As the amount of bureaucracy in tribal government increases, Doerfler said, more hiring is being done. The program will give students an understanding of tribal sovereignty and the “unique things that come along with that,” she said.
It will also arm them with basic business, human resources and financial skills.
Administrative departments within tribes include health and human services, natural resources, education, housing, finance and economic development.
“We want students prepared to go into any of those fields,” Doerfler said, and the degree advances naturally into the graduate program for those who want that.
According to the Minnesota Indian Gaming Association, Minnesota tribes employ more than 20,500 people in gaming and government operations, which is about 1.5 percent of all jobs in the state.
A proposal for the regents shows that UMD has planned for 12 students the first year. No new faculty members have been hired. Staff from the master’s program will teach both.
Bill Rudnicki has worked as administrator for the Shakopee Mdewakanton Sioux Community in Prior Lake, Minn., for more than 20 years. He’s been a “constant learner” he said, but through the years he’s read laws related to Indian child welfare or the Environmental Protection Agency, for example, where a broader understanding would have been helpful.
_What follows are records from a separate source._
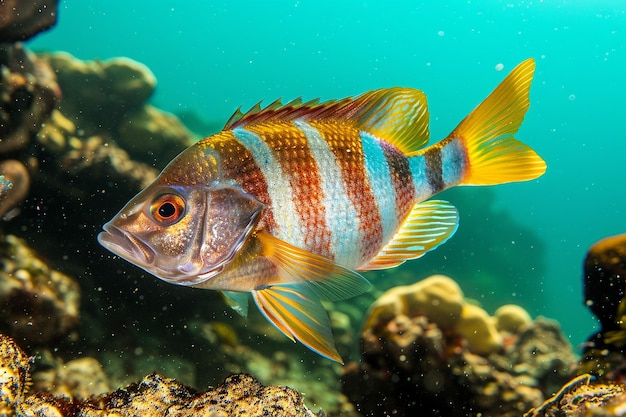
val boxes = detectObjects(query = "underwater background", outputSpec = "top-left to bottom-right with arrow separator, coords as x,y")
27,0 -> 626,346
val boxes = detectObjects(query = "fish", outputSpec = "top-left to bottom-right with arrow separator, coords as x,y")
98,58 -> 546,363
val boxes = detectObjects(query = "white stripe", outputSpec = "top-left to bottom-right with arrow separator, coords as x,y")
409,155 -> 433,203
294,120 -> 363,268
441,139 -> 465,188
360,132 -> 398,246
233,127 -> 305,248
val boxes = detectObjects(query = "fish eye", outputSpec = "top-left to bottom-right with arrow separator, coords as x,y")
150,194 -> 185,226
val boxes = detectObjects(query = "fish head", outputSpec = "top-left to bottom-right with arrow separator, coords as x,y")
98,146 -> 264,286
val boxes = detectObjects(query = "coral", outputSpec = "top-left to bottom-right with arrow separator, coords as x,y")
0,0 -> 59,43
0,335 -> 317,417
579,234 -> 626,381
42,52 -> 194,163
342,276 -> 577,416
0,333 -> 32,416
524,374 -> 626,417
115,105 -> 192,161
494,304 -> 532,333
0,235 -> 80,344
454,304 -> 502,355
30,351 -> 111,399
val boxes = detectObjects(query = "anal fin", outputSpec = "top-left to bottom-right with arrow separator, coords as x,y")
359,200 -> 459,271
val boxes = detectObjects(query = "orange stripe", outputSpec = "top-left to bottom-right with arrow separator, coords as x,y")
310,122 -> 383,262
245,123 -> 333,255
382,142 -> 415,221
198,131 -> 276,233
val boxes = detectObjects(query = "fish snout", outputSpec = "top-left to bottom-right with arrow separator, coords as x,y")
98,222 -> 155,267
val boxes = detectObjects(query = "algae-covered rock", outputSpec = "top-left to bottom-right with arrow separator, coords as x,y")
115,105 -> 192,161
364,275 -> 464,334
342,276 -> 576,417
42,52 -> 156,129
455,304 -> 502,355
0,334 -> 318,417
494,304 -> 532,333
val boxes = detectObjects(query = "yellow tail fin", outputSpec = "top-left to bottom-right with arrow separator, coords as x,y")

The degree, he said, would not only be useful to administrators, but those who work within tribes’ many programs.
UMD continues to do a good job of meeting the needs of Indian Country, said Karen Diver, chairwoman of the Fond du Lac Band of Lake Superior Chippewa.
The Midwest has a critical mass of tribes, she said, and many are regional employers, now seen as “employment of choice rather than out of necessity.”
“People see this as a viable career opportunity and are preparing specifically for it,” Diver said. “To me, that’s a huge jump in the ability of our workforce to be ready to come home or stay home, but also to attract from outside.”